Since I first read Wise Blood in high school, I have been fascinated with Flannery O'Connor and her works. I had never heard of Southern Gothic or of literary grotesques until I made the acquaintance of her writing and yet I have been attracted to the eccentric and painful version of the South that she first drew for me ever since. Napolitano has created a tartly realistic, deeply honest, yet fictionlized O'Connor and the people in Milledgeville, GA who allegedly inspired many of O'Connor's own flawed characters in this engrossing novel.

Seriously ill with lupus and living rather remotely from town on the family farm with her mother, O'Connor has had to abandon her vibrant life in New York when the novel opens the night before the wedding of a childhood acquaintance.
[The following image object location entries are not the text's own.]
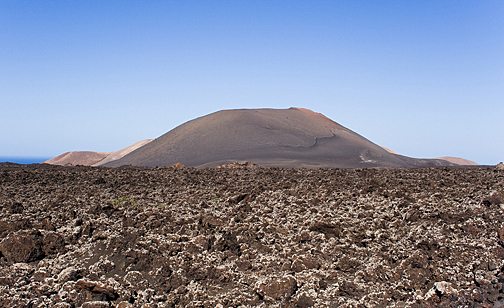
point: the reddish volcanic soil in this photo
(249, 237)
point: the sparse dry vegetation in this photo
(247, 237)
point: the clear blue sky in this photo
(424, 78)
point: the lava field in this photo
(244, 236)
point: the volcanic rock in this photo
(250, 237)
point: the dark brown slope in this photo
(270, 137)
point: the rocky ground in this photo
(250, 237)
The unconcerned and shatteringly loud screaming of peacocks rends the night air, setting the stage, introducing tension, and clearly foreshadowing the unexpected, catastrophic, fateful day that will change lives.

Told in varying voices, the novel tells not only of O'Connor and her developing friendship with Melvin Whiteson, who has come to Milledgeville to marry the beautiful and socially adept Cookie, but also of Cookie and her secret feeling of inadequacy, of Lona Waters, stifled in her marriage to a local policeman but finding some worth in her business making curtains, of young Joe Treadle, retreating from expectations and connections. Each of the secondary characters is drifting through life without respect to the choices that lead them. It is this unconsciousness that Flannery forces Melvin to confront during their long, secretive country drives. Astute and unblinking, Flannery sees her own future, or lack thereof, quite clearly.
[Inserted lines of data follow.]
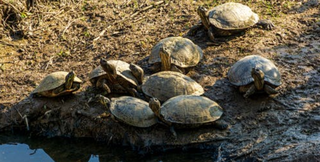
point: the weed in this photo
(63, 53)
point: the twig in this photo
(146, 8)
(66, 28)
(48, 63)
(25, 118)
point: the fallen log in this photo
(82, 115)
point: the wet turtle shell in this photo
(132, 111)
(232, 16)
(240, 73)
(53, 81)
(184, 53)
(166, 84)
(190, 109)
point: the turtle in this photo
(119, 75)
(255, 73)
(130, 110)
(57, 84)
(174, 53)
(229, 18)
(188, 111)
(166, 84)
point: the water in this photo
(24, 149)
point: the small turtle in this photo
(130, 110)
(166, 84)
(57, 84)
(175, 54)
(229, 18)
(187, 111)
(255, 73)
(120, 75)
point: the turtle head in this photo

Napolitano has drawn characters clearly related to O'Connor's own fictional creations. Although not nearly as grotesque, they are direct descendants of O'Connor's. And this novel echoes much of the moral questioning that reverberates through O'Connor's own works. But it also adds a dimension to O'Connor herself, plumbing her inspirations and examining her intentions, drawing her as a complex and intricate woman and author. As her character tells Melvin, when he mentions the unhappiness and disturbing view of humanity rife in O'Connor's writings, "Maybe I left them on their way to a happy ending" and "it's possible that the characters are closer to grace at the end of the stories. Grace changes a person, you know. And change is painful." It is hard to say if Napolitano's characters are on their way to a happy ending here but they certainly experience their fair share of pain and grace and clarity. The novel starts out almost sleepily, just like a summer's day in the heat shrouded south, but the narrative tension builds slowly and steadily throughout the story so that when the climax comes, it is both unexpected and perfectly on time. This is a masterfully written tale especially richly rewarding to a lover of Southern literature.

For more information about Ann Napolitano and the book visit her webpage.

Thanks to Trish from TLC Book Tours and the publisher for sending me a copy of the book for review.

1 comment:

  1. I've been told that I'd really enjoy O'Connor's writing but I haven't tried it out yet. Maybe this would be a way to get me into it, learning a bit about the author first.

    I'm glad you enjoyed this one! Thanks for being on the tour.